My friend finished making dodecahedrons, and her next project is to make regular icosahedrons (20-sided dice). Again she wants to know: what is the dihedral angle between any two adjacent faces?

Perhaps this can be solved without the use of spherical trig? ;P

Each side of the die is an equilateral triangle. Consider two adjacent sides sharing one edge, and on each triangle draw an altitude from the middle of the shared edge to the corner opposite. If we connect the ends of these two lines with a third line, and find the lengths of all three lines, we can calculate the angle X between the two triangular sides using the law of cosines.
Set the length of each edge of the icosahedron arbitrarily to 1. The height of the altitude on each triangle is then sqrt(3)/2.
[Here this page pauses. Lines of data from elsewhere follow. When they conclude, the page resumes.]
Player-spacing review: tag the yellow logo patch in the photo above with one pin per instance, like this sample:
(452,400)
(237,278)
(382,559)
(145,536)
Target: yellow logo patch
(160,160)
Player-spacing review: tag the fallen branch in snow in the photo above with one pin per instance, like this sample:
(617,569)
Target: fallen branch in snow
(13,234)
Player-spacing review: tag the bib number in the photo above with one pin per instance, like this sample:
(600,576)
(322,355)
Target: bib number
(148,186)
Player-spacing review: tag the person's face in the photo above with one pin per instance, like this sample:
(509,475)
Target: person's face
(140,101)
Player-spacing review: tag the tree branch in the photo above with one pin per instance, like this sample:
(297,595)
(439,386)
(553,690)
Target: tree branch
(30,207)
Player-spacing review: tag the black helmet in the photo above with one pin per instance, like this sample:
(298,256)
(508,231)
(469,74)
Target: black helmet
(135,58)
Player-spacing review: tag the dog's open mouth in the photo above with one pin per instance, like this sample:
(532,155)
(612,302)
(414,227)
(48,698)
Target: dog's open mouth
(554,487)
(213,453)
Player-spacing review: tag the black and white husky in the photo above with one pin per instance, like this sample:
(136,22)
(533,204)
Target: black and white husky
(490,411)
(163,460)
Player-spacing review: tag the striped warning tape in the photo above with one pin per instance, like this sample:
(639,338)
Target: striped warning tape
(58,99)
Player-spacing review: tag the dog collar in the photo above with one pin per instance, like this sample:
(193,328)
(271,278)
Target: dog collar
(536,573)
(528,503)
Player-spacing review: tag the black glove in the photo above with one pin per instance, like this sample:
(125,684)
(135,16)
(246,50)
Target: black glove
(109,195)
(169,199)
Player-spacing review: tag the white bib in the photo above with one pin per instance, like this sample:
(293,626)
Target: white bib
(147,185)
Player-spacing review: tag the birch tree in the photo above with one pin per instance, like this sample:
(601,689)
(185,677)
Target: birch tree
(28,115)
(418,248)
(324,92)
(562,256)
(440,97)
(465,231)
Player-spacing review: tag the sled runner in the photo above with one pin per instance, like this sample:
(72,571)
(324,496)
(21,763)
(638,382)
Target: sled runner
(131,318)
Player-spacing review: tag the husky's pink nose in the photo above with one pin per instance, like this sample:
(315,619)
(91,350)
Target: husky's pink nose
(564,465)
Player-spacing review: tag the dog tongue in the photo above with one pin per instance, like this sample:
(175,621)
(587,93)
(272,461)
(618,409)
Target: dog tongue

Every vertex of the icosahedron consists of five triangles meeting at one point. The perimeter created by the outer edges of these five triangles is a regular pentagon with length of sides = 1. For any two adjacent triangles in this group, one end of the shared edge falls on a corner of the pentagon, and the corners of the pentagon immediately on either side are coincident to the corners of the triangles opposite their shared edge. A line between these two corners will have a length L where

L^2 = 1^2 + 1^2 – 2*1*1*cos(108) = 2.61803

Plugging in the lengths of the three sides of our mystery triangle,

L^2 = [sqrt(3)/2]^2 + [sqrt(3)/2]^2 – 2* sqrt(3)/2* sqrt(3)/2*cos(X)
X = arccos [(L^2 – 3/4 – 3/4) / (-2*3/4)]
X = arccos(-0.74535)
X = 138.189 degrees

Posted by Tim Axoy on 2003-04-18 12:55:41